Другие летописи (Типографская, Новгородская четвертая, Московский летописный свод конца XV в., Воскресенская, Никоновская) причину московских волнений видят в отсутствии в это время в городе княжеской власти: в Москве возник «мятежь велик», так как «бяху людие смущении, яко овца, не имуща пастыря…»[1955] Эта версия о начале московского восстания соответствует общей тенденции поздних московских летописных сводов обвинить князей и бояр в розни между собой и в неповиновении московскому великому князю, что привело к ослаблению центральной власти, к тому, что народ вышел из повиновения. Подобная версия отвечала интересам великокняжеской власти.

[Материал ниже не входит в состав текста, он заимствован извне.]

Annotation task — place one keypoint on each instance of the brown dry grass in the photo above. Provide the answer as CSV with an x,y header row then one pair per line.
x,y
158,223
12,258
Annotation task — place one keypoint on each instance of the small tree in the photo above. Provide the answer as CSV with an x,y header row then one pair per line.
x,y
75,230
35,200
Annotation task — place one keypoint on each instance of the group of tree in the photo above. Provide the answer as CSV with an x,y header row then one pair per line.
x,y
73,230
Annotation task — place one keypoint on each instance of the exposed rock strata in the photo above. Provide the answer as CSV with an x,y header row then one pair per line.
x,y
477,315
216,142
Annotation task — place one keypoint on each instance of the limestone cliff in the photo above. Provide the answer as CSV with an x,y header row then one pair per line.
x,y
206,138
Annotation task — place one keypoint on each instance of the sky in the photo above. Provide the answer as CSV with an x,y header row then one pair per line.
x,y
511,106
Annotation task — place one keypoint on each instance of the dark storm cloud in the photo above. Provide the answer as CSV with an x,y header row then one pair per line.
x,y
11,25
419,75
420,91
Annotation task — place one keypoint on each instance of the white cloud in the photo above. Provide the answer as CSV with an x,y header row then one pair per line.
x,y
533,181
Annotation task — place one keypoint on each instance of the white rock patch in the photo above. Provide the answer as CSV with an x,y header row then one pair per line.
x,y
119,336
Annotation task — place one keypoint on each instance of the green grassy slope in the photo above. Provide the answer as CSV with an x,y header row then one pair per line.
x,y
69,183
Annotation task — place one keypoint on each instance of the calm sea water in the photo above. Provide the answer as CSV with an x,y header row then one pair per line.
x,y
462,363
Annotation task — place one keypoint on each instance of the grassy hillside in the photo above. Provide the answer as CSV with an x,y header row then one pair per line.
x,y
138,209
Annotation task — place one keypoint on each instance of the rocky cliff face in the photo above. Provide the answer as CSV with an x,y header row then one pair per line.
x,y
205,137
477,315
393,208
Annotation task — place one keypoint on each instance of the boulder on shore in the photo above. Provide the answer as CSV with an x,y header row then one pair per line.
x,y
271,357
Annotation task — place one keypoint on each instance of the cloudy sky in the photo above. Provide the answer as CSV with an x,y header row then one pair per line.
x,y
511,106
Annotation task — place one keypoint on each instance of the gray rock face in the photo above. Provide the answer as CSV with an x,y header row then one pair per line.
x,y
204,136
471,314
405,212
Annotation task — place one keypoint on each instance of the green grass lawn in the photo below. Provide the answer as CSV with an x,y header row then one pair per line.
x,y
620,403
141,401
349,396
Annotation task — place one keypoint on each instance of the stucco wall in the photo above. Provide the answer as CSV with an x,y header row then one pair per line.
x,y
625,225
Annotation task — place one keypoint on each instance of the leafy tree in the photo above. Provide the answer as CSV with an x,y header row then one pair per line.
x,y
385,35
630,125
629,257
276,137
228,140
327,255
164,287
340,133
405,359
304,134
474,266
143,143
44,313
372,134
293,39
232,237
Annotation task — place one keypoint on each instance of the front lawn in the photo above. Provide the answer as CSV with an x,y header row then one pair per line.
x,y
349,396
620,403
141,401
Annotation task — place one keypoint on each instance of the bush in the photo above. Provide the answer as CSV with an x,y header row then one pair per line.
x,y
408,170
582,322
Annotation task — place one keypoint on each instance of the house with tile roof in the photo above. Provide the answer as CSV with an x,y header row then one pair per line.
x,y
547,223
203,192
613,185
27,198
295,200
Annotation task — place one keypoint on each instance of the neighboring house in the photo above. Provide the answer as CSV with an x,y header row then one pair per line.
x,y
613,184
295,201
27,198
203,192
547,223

Что же конкретно произошло в Москве накануне того, как ее осадили войска Тохтамыша? Наиболее правдивое (хотя и очень сжатое) изображение московских событий находим опять-таки в Ермолинской летописи. Согласно летописному изложению, в городе были «мятеж и распря». «Народ», собравшись («совокупльшеся»), начал звонить во все колокола, созывая вече. На вече, по-видимому, было вынесено решение о подготовке города к обороне. Поэтому было решено никого из города не выпускать. Горожане организовали охрану всех городских ворот. На крепостной стене над каждыми воротами также были расставлены вооруженные москвичи. Тех, кто пытался бежать из города, задерживали и отнимали у них имущество. Вот в каких выражениях рассказывает обо всем этом летопись: «…и сташа суймом, а инии по вратом, а инии на вратех на всех, не токмо пущати хотяху из града крамолников и мятежников, но и грабяху их»[1956].